On the seasonal return of term limits modification

Here’s a fuller version of that earlier story about Council moving forward with a modified term limits proposal.

calvin-on-term-limits-for-dads

You can almost set your watch by it.

Mayor Annise Parker is in her third and final term, which means it is time for the cycle that has repeated roughly every six years since voters imposed term limits on City Hall in 1991: City Council is discussing asking voters to change those term limits.

This loop started with the late Bob Lanier, whom voters first elected as mayor the same year they chose to cap city officials’ tenures in office, for the first time, at six years: three terms of two years each.

Lanier started as a supporter of term limits, but as his departure approached in 1997 – and his backers pushed a bill in the Legislature to let him stay longer – his stance switched. Both local and state efforts to let him stick around came to naught, however.

Lanier was succeeded by Lee Brown, who pledged to pursue term-limit changes during his final stint in office but didn’t make much progress.

Brown’s successor, Bill White, was careful not to push term-limits reform as he eyed a run for governor, but he did form a commission to study the issue. That group’s recommendations were forwarded in 2010 to City Council. The body failed to place them before voters, concerned that the proposal, by allowing some incumbents to serve longer than six years, would appear self-serving.

These late-term mayoral pushes ignore still other times that City Council members or influential business leaders and political insiders discussed but ultimately dropped plans to push for term-limit changes – most commonly, to switch to two four-year terms – in 1997, 1999, 2001, 2004 and 2012.
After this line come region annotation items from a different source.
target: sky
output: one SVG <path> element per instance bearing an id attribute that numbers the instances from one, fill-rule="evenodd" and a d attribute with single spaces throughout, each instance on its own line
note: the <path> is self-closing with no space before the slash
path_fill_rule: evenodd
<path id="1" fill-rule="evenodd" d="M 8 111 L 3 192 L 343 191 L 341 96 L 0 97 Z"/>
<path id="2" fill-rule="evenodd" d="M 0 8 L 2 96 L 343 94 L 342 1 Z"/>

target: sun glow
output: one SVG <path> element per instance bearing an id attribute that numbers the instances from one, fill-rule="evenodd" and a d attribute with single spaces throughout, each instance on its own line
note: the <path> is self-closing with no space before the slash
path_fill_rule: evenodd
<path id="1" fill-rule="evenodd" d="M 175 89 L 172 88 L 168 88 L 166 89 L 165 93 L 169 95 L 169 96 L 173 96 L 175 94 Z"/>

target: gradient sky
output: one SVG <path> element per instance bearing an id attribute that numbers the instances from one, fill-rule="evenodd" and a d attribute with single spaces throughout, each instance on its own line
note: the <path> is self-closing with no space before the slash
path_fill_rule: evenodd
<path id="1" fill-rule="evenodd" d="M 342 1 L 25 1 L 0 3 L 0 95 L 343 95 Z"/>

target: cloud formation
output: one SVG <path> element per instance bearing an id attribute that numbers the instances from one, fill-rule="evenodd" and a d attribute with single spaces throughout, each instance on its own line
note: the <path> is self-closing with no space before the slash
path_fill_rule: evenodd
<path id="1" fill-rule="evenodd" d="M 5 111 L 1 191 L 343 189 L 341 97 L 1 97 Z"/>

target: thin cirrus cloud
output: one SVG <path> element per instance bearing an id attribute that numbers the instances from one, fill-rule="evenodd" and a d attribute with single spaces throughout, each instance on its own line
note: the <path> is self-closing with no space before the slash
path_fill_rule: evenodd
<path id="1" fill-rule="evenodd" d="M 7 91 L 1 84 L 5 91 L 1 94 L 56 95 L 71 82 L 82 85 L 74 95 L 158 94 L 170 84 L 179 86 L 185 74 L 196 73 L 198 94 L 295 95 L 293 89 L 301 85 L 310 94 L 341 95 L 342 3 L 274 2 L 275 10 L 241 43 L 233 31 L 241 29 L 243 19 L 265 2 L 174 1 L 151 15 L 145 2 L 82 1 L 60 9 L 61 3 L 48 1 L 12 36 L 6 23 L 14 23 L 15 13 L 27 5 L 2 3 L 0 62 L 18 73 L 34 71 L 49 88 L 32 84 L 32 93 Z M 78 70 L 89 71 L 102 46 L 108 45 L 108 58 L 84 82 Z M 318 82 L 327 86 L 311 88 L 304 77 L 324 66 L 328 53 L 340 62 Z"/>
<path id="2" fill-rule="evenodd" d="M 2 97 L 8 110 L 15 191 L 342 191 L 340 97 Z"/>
Whether 2015 will be added to that list of dates when talk of reform fizzled is up to City Council, which is in the process of discussing reforms to the city charter, including term limits.

See here for the earlier story. I don’t really have much to add to this, I’d just forgotten that Mayors Lanier and Brown had taken a shot at changing the ordinance as well. And I’ll never understand the allure – from the public’s perspective, anyway – of four year terms. I’m in wait-and-see mode for now. Campos has more.